There’s also a case to be made for talking about human rights, even if you don’t care at all about human rights. As Isaac Stone Fish argued in Slate ahead of Trump’s meeting with Xi, the Chinese government—like many governments—cares about its self-image and bristles at high-profile international criticism. Why shouldn’t human rights be used as leverage? Or at the very least, why say in advance that you will not use it? As the president is fond of pointing out, it’s not a particularly smart negotiating tactic to tell the other side in advance that certain issues are off the table.

Some might argue that U.S. human rights advocacy is simply hypocritical, given the long, checkered history of American foreign policy, from the carpet bombing of the Vietnam War to the coup that installed Augusto Pinochet to the scenes of torture at Abu Ghraib, not to mention a shameful legacy of racism and discrimination at home. The president seems to hold his view, telling Bill O’Reilly in February in defense of his praise of Putin, “There are a lot of killers. You think our country’s so innocent?”

As Tom Malinowski, the former assistant secretary of state for democracy, human rights, and labor, recently wrote for the Atlantic, no one would argue that the U.S. has a perfect record, but “these wrongs provoked debate in part because they so clearly contradicted American ideals, and because Americans took their self-image seriously.”

And while the record of success for U.S. democracy promotion may be mixed, it can bear fruit. Look at the role sanctions and South Africa’s international isolation played in ending apartheid. One reason that military coups are far less frequent than they were during the Cold War—and that when they do happen, they tend to be followed quickly by new elections—is that the U.S. and Soviet Union are no longer willing to back any friendly strongman that takes power.

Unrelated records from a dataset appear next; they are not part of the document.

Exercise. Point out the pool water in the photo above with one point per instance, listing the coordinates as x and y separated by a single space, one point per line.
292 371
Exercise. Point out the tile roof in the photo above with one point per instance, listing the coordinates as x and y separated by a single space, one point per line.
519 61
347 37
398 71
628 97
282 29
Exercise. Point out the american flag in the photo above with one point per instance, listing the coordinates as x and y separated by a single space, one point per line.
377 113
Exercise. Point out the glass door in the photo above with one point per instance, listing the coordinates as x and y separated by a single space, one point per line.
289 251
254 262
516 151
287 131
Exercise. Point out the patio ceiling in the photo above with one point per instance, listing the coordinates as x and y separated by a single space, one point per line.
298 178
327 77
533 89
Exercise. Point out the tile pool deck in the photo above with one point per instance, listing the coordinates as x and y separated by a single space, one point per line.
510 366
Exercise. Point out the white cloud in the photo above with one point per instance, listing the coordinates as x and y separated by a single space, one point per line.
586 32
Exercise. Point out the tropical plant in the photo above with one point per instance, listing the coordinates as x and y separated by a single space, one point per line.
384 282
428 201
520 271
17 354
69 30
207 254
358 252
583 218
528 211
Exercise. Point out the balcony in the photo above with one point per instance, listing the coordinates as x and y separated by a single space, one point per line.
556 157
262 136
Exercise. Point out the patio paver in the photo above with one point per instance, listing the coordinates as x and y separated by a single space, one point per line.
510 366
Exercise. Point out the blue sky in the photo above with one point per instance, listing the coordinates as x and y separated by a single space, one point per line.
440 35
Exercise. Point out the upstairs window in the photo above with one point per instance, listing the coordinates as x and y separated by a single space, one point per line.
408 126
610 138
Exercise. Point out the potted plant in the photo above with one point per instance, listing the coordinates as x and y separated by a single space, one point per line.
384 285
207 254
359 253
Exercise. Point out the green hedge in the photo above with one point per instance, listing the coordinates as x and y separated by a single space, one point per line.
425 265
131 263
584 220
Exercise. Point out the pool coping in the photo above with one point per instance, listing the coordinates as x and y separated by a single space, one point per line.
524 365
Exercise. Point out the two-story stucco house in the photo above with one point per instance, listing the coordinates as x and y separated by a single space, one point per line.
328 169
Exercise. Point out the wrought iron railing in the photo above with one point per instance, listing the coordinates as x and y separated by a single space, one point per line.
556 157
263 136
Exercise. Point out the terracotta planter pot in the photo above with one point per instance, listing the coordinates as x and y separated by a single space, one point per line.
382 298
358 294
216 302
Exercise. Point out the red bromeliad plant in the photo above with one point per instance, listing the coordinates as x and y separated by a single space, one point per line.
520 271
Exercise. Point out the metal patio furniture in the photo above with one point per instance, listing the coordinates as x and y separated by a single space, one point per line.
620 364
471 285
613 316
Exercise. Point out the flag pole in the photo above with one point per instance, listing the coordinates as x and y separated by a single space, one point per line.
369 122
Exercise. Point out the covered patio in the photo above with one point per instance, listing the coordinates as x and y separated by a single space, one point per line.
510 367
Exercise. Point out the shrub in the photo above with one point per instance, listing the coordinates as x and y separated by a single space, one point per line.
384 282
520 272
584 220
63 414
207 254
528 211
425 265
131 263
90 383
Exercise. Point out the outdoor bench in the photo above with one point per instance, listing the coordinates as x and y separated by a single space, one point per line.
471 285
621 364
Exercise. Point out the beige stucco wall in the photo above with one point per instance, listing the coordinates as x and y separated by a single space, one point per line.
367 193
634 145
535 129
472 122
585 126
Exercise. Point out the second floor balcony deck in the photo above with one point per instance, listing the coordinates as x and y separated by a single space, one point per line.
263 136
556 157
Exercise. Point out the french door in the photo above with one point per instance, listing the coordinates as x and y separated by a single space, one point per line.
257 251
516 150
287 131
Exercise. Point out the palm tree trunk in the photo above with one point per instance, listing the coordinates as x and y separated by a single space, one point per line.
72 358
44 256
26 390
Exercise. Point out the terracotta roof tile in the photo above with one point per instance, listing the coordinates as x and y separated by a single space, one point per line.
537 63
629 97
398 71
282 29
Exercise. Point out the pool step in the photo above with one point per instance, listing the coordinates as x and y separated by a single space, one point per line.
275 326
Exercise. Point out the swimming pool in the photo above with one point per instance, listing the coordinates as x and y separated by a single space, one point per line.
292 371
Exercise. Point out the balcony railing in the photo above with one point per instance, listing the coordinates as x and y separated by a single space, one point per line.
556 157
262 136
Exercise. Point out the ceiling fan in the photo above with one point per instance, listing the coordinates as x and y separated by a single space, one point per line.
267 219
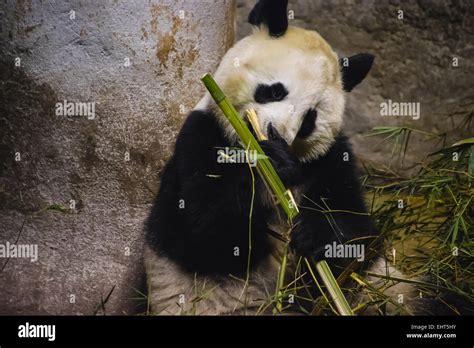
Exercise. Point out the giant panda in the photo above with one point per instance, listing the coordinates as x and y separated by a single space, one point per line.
211 247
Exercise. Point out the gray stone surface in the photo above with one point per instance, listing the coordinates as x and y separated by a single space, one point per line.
138 110
413 64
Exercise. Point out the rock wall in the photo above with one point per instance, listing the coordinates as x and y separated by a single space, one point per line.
79 184
414 63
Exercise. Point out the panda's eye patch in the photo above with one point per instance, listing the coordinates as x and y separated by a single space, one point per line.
270 93
309 124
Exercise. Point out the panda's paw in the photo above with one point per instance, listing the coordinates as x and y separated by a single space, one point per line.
284 162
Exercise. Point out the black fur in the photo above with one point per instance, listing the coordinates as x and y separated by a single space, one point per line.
356 70
273 14
267 94
202 236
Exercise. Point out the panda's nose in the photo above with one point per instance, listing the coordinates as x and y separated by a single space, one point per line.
273 134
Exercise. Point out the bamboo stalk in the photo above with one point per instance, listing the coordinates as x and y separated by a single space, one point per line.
270 176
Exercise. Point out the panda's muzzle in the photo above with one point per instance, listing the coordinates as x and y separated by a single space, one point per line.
309 124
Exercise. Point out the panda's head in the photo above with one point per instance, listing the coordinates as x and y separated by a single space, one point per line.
291 77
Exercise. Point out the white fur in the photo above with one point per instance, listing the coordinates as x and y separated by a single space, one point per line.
173 291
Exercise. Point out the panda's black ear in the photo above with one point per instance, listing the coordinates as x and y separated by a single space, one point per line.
355 69
273 14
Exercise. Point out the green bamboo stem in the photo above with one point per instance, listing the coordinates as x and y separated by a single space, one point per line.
284 196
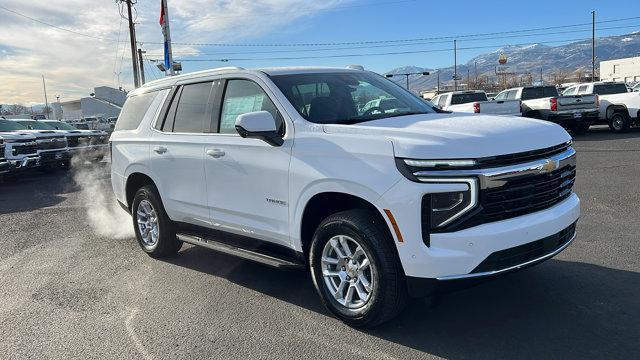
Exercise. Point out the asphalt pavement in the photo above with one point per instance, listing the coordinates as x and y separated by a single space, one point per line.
75 285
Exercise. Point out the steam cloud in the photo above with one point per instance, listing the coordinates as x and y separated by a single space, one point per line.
105 216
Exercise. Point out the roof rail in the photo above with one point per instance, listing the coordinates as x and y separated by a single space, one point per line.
355 67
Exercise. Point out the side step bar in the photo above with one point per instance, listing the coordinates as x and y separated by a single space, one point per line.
246 254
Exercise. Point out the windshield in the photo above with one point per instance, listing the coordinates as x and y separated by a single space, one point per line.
467 98
35 125
8 125
59 125
348 98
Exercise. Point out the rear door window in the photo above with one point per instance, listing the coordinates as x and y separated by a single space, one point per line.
134 110
245 96
607 89
193 110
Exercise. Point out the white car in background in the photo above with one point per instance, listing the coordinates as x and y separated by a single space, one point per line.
618 107
19 149
476 101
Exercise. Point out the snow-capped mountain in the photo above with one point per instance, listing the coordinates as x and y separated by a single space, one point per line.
524 59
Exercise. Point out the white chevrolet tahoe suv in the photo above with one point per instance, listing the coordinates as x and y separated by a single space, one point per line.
280 166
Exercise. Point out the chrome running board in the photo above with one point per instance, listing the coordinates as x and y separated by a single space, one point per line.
246 254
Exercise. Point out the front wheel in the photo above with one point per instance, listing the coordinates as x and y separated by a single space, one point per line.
580 128
619 122
355 269
154 230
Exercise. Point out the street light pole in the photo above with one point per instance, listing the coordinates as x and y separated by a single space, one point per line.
593 45
407 75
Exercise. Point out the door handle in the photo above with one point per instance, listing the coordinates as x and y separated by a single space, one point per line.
160 149
216 153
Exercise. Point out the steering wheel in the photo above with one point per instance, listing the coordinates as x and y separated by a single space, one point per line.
371 110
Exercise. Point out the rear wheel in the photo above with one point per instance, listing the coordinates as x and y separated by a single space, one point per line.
619 122
355 269
154 230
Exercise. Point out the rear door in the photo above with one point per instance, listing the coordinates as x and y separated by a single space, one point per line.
248 179
177 151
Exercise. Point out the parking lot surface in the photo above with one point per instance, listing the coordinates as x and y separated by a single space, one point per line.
74 284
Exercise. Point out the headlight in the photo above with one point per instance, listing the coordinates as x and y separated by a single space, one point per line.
443 208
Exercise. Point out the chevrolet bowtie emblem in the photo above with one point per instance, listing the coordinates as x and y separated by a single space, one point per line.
548 166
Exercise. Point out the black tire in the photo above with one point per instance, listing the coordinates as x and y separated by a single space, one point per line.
580 128
388 295
619 122
166 243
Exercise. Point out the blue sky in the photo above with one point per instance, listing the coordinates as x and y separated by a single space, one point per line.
386 20
80 44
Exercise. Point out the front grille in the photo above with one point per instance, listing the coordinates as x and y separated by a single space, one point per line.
76 141
24 149
514 256
51 145
526 195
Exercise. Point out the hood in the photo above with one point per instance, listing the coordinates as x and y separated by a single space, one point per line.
17 135
451 136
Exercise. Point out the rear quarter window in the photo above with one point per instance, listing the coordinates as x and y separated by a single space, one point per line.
134 110
607 89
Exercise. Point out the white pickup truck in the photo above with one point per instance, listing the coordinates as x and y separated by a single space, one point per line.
475 101
576 112
618 108
287 167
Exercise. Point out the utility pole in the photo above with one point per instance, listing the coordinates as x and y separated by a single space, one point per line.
593 45
455 65
164 22
541 81
140 52
46 101
132 37
475 65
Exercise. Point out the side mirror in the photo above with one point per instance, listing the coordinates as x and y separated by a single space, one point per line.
260 125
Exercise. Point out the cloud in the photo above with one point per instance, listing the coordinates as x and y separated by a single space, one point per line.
74 64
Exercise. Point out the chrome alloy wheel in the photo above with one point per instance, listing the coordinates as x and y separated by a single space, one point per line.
148 223
346 270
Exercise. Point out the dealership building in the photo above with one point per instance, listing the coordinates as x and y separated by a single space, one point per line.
626 69
104 101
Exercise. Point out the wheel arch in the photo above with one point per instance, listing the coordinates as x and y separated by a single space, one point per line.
322 204
614 108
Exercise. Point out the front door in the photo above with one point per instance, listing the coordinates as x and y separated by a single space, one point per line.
177 153
248 179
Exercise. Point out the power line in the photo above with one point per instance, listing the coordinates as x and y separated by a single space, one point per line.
384 53
305 11
451 37
396 45
55 26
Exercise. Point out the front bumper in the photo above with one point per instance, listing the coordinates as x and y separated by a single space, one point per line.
25 163
54 156
5 167
574 117
455 255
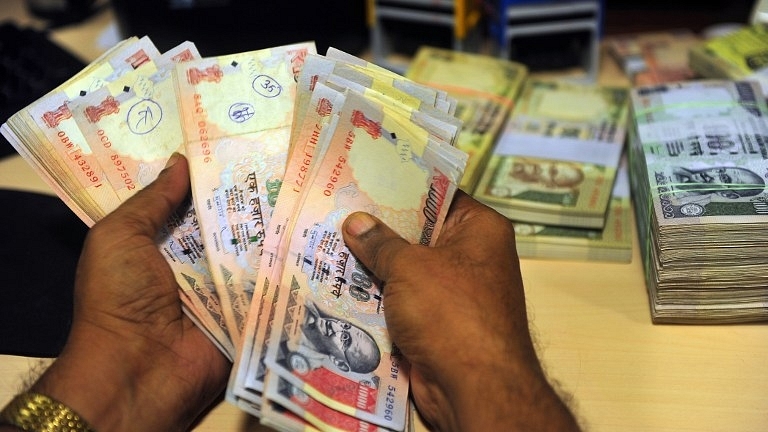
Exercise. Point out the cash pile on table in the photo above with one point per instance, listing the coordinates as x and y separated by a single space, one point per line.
698 152
554 167
485 89
738 55
283 144
612 243
653 57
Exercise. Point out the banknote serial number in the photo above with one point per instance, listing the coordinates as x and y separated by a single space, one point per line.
389 403
79 159
333 178
116 161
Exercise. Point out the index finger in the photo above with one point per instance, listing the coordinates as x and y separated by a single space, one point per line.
372 242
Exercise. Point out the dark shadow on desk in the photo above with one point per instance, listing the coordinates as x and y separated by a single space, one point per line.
40 246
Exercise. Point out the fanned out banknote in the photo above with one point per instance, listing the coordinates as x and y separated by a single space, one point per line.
485 88
365 139
612 243
555 162
738 55
699 156
282 144
236 112
103 135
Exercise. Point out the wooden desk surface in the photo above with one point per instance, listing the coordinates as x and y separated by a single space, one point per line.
591 322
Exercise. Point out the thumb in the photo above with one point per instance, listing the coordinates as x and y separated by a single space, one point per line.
372 242
149 209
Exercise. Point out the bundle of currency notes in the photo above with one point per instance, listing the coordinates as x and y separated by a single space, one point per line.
653 57
486 89
738 55
556 159
699 158
283 144
612 243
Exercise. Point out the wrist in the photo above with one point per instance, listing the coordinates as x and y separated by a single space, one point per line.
116 382
515 395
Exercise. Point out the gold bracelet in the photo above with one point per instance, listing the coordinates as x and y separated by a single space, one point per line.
39 413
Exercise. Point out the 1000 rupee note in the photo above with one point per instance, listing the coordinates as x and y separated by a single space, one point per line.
237 112
374 164
249 372
132 125
50 140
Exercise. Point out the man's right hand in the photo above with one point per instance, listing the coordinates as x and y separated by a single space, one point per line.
457 312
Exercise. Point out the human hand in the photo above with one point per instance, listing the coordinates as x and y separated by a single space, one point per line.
457 312
133 360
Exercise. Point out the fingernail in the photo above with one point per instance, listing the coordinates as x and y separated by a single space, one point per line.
358 224
172 160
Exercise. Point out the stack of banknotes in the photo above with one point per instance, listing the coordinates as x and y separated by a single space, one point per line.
485 88
556 159
612 243
738 55
653 57
283 144
698 153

The Trump view of human rights abuses also goes beyond simple disregard. Trump, who argued during his campaign that the U.S. should kill the families of terrorists and has said of using torture “even if it doesn’t work they deserve it,” often seems to admire the tactics used by dictators.

The administration may, dubiously, justify its outreach to Duterte as necessary for its North Korea policy, but the White House readout of the call also noted, without commentary, that the two presidents had “discussed the fact that the Philippine government is fighting very hard to rid its country of drugs, a scourge that affects many countries throughout the world.” Duterte encouraged the killing of hundreds of people by police and vigilantes in the name of fighting drugs and is accused of having ordered killings from a private death squad when he was a mayor. The White House doesn’t note that Trump had any concerns about this. In fact it’s encouraging those actions, describing Duterte’s efforts as part of a global fight that the U.S. is also involved with.

Similarly, before Trump had an abrupt change of heart about Bashar al-Assad, he described the president as a “natural ally” in the fight against ISIS and endorsed the idea of Assad staying in power, which the Syrian government could only have interpreted as a green light to continue deliberately targeting civilians in the name of fighting “terrorism.”

It’s one thing to simply ignore human rights abuses, as Tillerson suggests. It’s yet another to actively encourage them.